Suara.com - Apa itu Omnibus Law Cipta Kerja? Dan apa dampak Omnibus Law? Berikut penjelasannya!
Mosi Tidak Percaya RUU Omnibus Law Cipta Kerja
Rapat paripurna DPR RI telah mengesahkan Rancangan Undang-Undang (RUU) Omnibus Law Cipta Kerja yang telah disetujui 7 fraksi yang terdiri dari PDIP, Golkar, Gerindra, NasDem, PKB, PPP dan PAN, namun ada 2 fraksi yang menolak yaitu Partai Demokrat dan PKS. Disamping itu koalisi masyararakat sipil yang tergabung dalam Fraksi Rakyat Indonesia (FRI) menolak secara tegas dan menyatakan Mosi Tidak Percaya RUU Omnibus Law Cipta Kerja.
RUU Cipta Kerja Sah
DPR bersama pemerintah pada akhirnya sepakat mengesahkan Rancangan Undang-Undang Cipta Kerja menjadi undang-undang. Kesepakatan itu diambil melalui hasil rapat paripurna sore ini.
Sebelum disahkan, pimpinan DPR yang memimpin jalannya rapat, Azis Syamsudin mempersilakan kepada Ketua Baleg DPR RI Supratman Andi Agtas untuk membacakan laporan panitia kerja RUU Cipta Kerja.

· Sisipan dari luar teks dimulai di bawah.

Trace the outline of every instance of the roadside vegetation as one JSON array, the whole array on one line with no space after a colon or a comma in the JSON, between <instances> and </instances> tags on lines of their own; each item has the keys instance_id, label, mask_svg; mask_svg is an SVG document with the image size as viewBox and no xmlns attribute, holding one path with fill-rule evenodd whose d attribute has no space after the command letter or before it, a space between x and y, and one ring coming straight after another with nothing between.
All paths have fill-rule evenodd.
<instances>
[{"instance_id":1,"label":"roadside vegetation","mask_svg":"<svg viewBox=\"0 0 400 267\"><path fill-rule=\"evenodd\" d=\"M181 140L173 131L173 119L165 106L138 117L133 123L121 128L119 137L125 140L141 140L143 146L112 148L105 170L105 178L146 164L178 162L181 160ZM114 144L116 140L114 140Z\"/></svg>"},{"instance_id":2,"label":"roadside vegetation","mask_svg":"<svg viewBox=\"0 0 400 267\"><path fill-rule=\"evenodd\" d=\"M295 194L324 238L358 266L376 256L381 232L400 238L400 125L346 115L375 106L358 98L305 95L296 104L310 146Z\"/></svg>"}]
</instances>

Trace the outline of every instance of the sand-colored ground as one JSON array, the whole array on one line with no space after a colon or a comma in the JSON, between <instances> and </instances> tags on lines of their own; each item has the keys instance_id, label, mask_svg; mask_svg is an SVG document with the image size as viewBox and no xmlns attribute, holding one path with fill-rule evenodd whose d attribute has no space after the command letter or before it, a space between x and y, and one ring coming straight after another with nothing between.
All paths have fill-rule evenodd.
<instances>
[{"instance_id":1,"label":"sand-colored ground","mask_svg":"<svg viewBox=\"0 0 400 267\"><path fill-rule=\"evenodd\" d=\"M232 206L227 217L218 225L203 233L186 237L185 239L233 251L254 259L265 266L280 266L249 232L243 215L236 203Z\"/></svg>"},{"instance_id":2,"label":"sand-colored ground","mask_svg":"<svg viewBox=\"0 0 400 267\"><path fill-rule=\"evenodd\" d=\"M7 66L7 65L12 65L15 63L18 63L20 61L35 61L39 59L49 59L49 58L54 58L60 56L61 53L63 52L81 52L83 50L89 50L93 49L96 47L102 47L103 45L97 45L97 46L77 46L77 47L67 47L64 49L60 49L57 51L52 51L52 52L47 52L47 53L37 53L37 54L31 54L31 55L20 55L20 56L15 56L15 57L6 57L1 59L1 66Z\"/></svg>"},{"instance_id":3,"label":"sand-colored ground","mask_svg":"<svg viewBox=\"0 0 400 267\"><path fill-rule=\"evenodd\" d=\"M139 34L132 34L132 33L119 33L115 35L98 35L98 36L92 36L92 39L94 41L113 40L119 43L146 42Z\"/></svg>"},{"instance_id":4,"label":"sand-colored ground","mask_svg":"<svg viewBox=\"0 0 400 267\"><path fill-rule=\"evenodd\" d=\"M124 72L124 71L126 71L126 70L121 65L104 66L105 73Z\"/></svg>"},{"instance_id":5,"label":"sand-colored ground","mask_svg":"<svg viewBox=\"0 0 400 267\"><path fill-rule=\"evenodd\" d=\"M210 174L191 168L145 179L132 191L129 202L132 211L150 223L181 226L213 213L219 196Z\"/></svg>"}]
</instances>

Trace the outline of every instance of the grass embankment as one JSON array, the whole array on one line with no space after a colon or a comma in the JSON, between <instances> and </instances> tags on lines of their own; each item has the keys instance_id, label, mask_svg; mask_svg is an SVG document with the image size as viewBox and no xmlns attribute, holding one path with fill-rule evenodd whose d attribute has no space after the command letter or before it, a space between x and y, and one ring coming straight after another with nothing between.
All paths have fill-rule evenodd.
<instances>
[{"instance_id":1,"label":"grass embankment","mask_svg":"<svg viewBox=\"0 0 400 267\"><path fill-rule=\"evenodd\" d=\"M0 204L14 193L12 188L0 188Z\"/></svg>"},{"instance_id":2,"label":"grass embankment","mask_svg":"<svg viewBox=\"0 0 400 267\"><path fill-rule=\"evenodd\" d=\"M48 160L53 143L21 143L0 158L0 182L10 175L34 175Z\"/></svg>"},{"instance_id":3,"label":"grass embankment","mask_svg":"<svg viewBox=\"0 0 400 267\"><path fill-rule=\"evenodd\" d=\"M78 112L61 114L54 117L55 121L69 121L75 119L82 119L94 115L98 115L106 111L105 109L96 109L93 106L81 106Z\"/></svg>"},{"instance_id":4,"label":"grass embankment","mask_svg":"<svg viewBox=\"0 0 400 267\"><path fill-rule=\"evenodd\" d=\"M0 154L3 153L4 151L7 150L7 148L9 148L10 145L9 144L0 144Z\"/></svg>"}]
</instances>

Namun dalam perjalanannya, proses pengesahan RUU Cipta Kerja diwarnai dengan perdebatan hingga menimbulkan ketegangan sampai Fraksi Partai Demokrat walk out dari sidang paripurna.
Omnibus Law adalah aturan yang mengatur bermacam-macam aspek yang digabung menjadi satu perundang-undangan atau bisa dikatakan satu undang-undang yang mengatur banyak hal. Omnibus Law ini memiliki 79 undang-undang dengan 1.244 pasal yang direvisi melalui Omnibus Law. Undang-Undang direvisi agar investasi dapat semakin mudah masuk di Indonesia.
Baca Juga: Diwarnai Bakar Ban, Massa ARB Tolak Pengesahan RUU Omnibus Law Cipta Kerja
RUU Cipta Kerja juga dapat mengubah ketentuan cuti khusus atau izin yang tercantum dalam UU Nomor 13 tahun 2003 yang mengatur tentang ketenagakerjaan yang menghapus cuti atau tidak masuk saat haid hari pertama, keperluan menikah, menikahkan, mengkhitankan, pembaptisan anak, istri melahirkan/keguguran dalam kandungan hingga adanya anggota keluarga dalam satu rumah yang meninggal dunia. Selain itu, Ombnibus Law Cipta Kerja juga akan memberikan ruang bagi penguasaha yang mengontrak buruh tanpa batasan waktu, tidak membela hak buruh seperti pesangon, dan penetapan upah minimum menjadi standar provinsi serta para pekerja outsourcing semakin tidak jelas keberadaannya.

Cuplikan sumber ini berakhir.